The support will also be more targeted, with higher levels of aid given to the hardest-hit sectors like aerospace, aviation and tourism.
• Jobs Growth Incentive
Jobs growth and retainment continue to be one of the key priorities for the government. Following the round of job creation measures introduced in the Fortitude Budget, the Jobs Growth Incentive (JGI) program aims to help sectors which are least affected in hiring local workers.
Sectors such as the biomedical sciences, financial services, and ICT sectors will see the Government
- co-pay up to 25% of salaries of all new local hires for 1 year, subject to a cap.
- co-pay up to 50% of salaries for those aged 40 and above
• Extension of COVID-19 Support Grant to Dec 2020
The Covid-19 Support Grant (CSG) is monthly cash grant of $800 that aims to help Singapore Citizens and PRs who are presently unemployed due to retrenchment or contract termination, or presently on involuntary no-pay leave for at least 3 consecutive months.
For this round of enhancement, the CSG will be extended till December 2020. Both existing recipients and new applicants can apply for the grant in October 2020.
Do note that unemployed applicants must demonstrate job search or training efforts to qualify for CSG.

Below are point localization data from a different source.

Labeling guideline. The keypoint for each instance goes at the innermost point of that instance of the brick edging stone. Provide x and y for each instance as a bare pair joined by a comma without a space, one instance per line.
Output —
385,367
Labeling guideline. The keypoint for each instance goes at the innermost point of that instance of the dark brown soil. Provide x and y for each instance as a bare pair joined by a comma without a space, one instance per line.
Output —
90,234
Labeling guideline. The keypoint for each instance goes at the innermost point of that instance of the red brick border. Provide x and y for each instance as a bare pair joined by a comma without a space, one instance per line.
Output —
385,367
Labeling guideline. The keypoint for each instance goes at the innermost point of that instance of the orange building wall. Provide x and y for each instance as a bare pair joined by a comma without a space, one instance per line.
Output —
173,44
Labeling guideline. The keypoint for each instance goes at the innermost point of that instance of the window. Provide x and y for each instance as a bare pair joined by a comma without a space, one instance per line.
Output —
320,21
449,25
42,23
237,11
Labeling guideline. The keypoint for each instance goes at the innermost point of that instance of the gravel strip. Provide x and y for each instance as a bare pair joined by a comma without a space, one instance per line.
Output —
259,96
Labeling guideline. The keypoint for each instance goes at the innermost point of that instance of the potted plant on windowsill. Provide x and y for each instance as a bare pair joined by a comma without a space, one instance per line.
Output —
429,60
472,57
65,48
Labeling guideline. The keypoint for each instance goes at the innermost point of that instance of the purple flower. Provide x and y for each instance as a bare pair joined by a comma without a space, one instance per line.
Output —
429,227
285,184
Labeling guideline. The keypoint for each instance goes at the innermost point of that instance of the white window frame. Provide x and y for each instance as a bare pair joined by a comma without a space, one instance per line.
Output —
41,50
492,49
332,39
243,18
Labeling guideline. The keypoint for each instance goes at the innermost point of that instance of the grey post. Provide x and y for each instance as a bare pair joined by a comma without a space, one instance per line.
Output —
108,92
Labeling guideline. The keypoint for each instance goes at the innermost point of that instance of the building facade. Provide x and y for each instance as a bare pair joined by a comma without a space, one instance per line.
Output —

• Extension of Workfare Special Payment
To support low-wage workers, the eligibility criteria for the Workfare Special Payment will be widened. Those who were not on Workfare last year but have received or will be receiving Workfare for work done this year will be eligible as well.

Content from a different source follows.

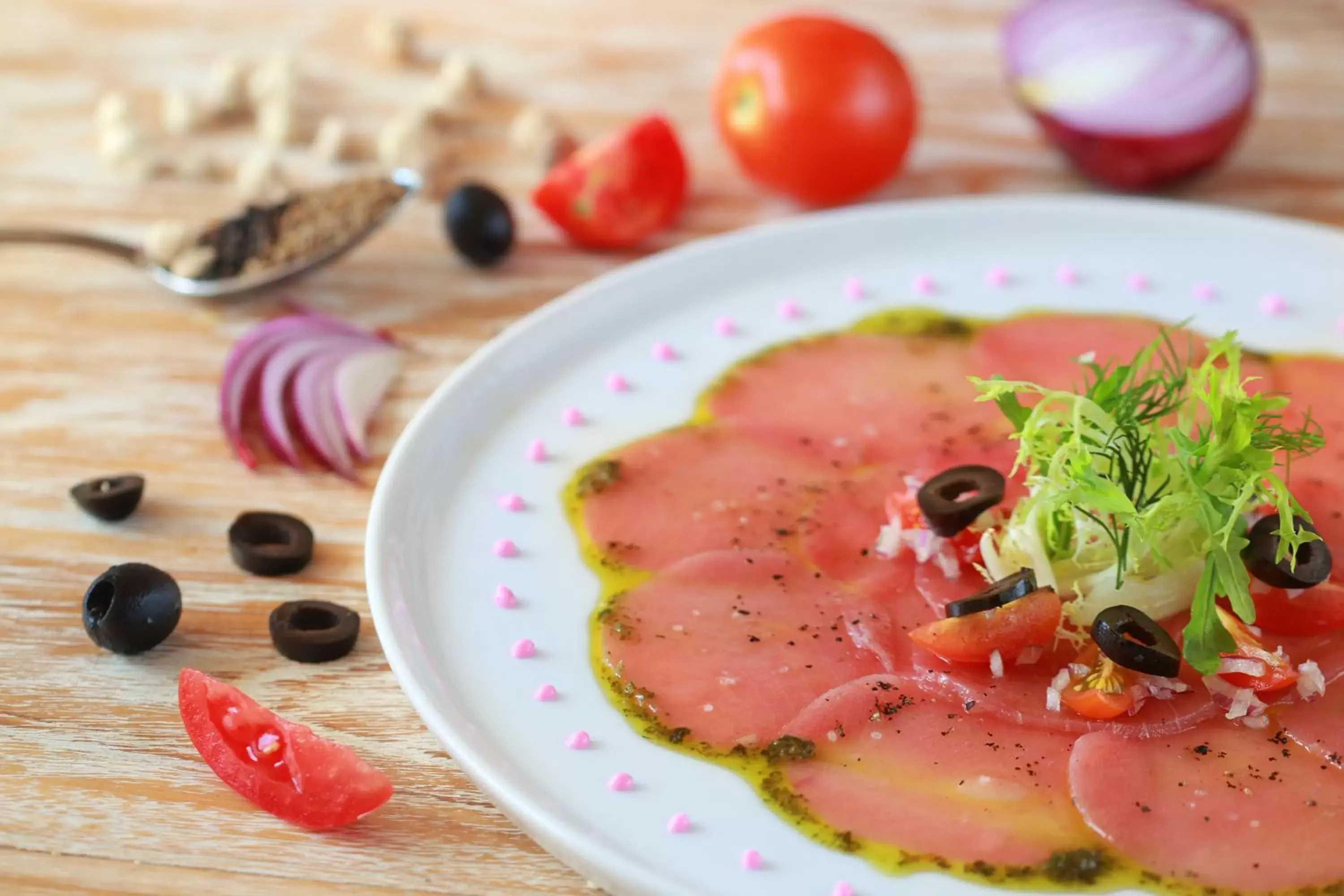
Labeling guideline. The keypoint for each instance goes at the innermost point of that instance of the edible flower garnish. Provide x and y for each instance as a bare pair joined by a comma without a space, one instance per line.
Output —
1140,484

Employees' eligibility for the Workfare Special Payment will be automatically assessed based on Central Provident Fund contributions made by their employers. For those who are eligible, a one-off special payment of $3,000 will be disbursed from October 2020.
While some observers have said that these measures are more of a “stop-gap” measure, such policy interventions that target the low-income group are welcomed.
Impact of Covid-19 on financial wellness in Singapore
The inaugural research paper Same Storm, Different Boat – the first in DBS NAV Financial Health Series – indicated that the lower-income group is bearing the brunt during the pandemic. Among DBS customers with more than 10% income decline, the impact on lower-income workers is more pronounced. The lower income earners ($2,999 & below) accounted for about 49% of customers that experienced a drop in their salary. As such, targeted aids for this group of workers will benefit more than a broad-based approach.
While Singaporeans are fortunate that the government has enough reserves to continue extending aid to affected businesses and individuals, the pandemic has underlined the importance of financial planning. In such unforeseen events where salaries are greatly affected or even disrupted, the importance of having emergency cash is more pronounced. The research paper, which leveraged the collective data of 1.2 million DBS retail customers, found that there was inadequate emergency cash for the most-affected customers. Amongst those earning $2,999 and below, 33% has less than 3 months of emergency fund, and of which 22% has than 1 month of emergency funds.
It is recommended that you set aside enough emergency cash to cover at least 3 to 6 months of expenses, and more if you have dependants. Doing so will enable you and your family to tide over rough patches. In addition, monitor your discretionary expenses and pay your bills in full promptly every month to avoid incurring additional fees.